Saturday, December 27, 2014

Dear Diary

I have kept journals all of my adult life and had done so through almost all of my teens.  I never thought of "keeping a diary" as a way to expunge my secrets, but there is some credence to the argument that people who get out their guilt on paper tend to be healthier.


The human brain is pretty fascinating.  It makes it possible for us to compartmentalize things that we are not yet able to handle.  It is like those thoughts and experiences go into cold storage.  When we're ready to deal with them, we know where they are.  The problem is avoidance and denial.  It's not that we can't deal with certain things, it's that we simply are not willing to.  We procrastinate on things that we think will be too painful, not realizing that bottling it all up is hurting us far more.
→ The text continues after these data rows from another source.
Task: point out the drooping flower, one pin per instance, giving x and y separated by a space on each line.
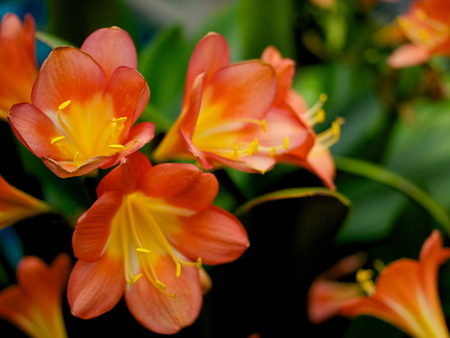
18 66
84 105
228 115
406 293
426 25
16 205
146 235
327 295
313 154
34 304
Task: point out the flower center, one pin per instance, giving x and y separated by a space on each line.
142 231
80 141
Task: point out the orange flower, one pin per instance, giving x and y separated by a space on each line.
15 205
228 115
406 293
148 233
313 154
34 304
426 25
326 295
17 61
85 103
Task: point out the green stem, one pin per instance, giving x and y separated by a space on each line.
379 174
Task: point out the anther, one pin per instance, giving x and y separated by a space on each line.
75 159
236 153
364 278
264 125
378 265
143 250
120 119
116 146
161 285
286 142
57 139
64 104
134 279
272 151
320 116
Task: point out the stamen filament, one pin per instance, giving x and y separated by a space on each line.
75 159
116 146
57 139
316 114
364 278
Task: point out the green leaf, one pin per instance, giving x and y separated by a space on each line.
163 63
51 40
379 174
267 24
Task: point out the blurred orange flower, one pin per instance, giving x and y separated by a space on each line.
34 304
233 114
15 205
313 154
406 293
426 25
147 235
327 295
84 105
18 66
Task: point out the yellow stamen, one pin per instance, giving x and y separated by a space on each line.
378 265
364 278
117 125
286 142
272 151
134 279
120 119
264 125
116 146
236 153
143 250
57 139
75 159
178 272
253 147
161 284
316 114
64 104
320 116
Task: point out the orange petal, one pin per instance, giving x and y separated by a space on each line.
245 89
210 55
126 89
180 184
160 313
111 48
95 287
67 74
214 235
126 176
34 129
94 226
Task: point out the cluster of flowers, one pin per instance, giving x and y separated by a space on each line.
151 227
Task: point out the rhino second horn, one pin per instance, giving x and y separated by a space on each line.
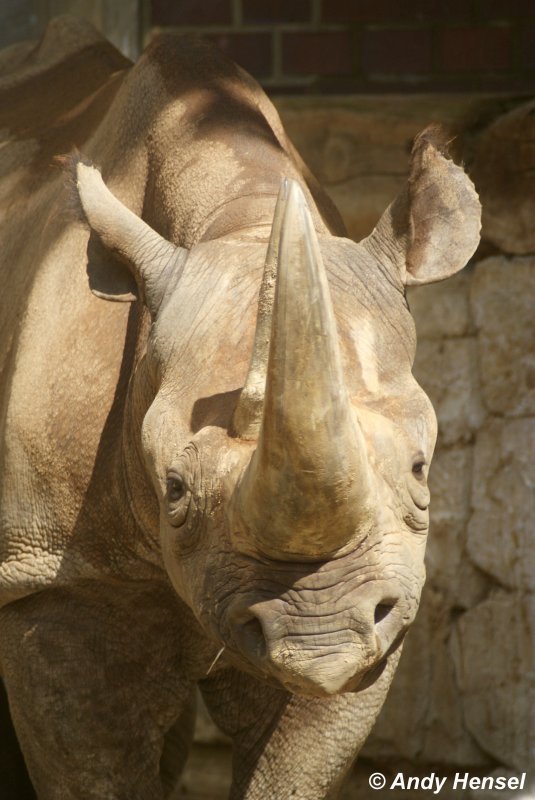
145 252
247 417
304 493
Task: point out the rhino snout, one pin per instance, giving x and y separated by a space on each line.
319 653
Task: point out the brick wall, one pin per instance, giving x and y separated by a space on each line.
366 45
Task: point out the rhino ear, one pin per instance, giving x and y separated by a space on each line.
432 228
151 259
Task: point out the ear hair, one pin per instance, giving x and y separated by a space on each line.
432 228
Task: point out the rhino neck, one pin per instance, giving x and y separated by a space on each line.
135 494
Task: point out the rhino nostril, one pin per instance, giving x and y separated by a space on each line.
253 637
382 610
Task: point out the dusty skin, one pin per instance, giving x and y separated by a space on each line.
237 459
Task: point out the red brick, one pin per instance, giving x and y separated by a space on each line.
190 12
396 11
327 53
390 51
258 11
252 51
465 49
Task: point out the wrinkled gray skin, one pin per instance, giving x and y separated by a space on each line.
153 512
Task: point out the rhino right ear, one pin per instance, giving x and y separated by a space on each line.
149 257
432 228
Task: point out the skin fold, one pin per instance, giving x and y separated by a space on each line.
212 442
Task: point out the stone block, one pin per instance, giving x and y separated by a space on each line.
447 371
500 533
448 566
503 307
441 309
493 647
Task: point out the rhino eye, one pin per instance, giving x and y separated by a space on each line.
176 489
418 469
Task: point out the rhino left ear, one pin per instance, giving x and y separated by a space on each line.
151 259
432 228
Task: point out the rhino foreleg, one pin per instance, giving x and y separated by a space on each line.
287 747
94 682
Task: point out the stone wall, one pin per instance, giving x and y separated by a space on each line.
464 693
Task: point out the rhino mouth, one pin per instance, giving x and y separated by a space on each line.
314 655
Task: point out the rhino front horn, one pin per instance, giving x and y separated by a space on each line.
304 493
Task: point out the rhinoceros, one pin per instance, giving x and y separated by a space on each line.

For many of us, writing resolves that problem.  It is a hell of a lot harder to admit your guilt over something out loud to another person than when you write it to yourself, for yourself, and have power over what happens to that piece of writing next.  There have been times when writing about a particularly painful incident helped me to understand that the only thing I could do was let it go and move on.  And those pieces of writing can get tossed, shredded or burnt to cinders immediately.  I never have to look at them again.

We all get hurt by the people we love and we don't always know what issues they have that contribute to their behavior towards us.  Writing about these things has helped me to understand something simple - that I don't understand why some people are the way they are.  That I may never understand that.  That I have no power over that.  Sometimes the only choices you have are to accept it, and love them unconditionally, or just walk away.  They aren't pretty options.  When you're dealing with relationships of any kind, things get complicated.  Being able to unravel some of that mystery on paper has helped me keep my sanity.

My point with all this is that being able to handle some of life's more interesting moments on my own has helped me to be not only a happier person, but a better friend.  I am far more capable of being a shoulder to cry on when I have dealt with my own crap.  And when I do lean on a friend, they no longer feel like that's all I ever do.  I suppose I've found balance.

All even-keel would be a boring way to lead a life and I am certainly made for rougher seas.  I think of writing every day in a journal as the best way to maintain my sea legs.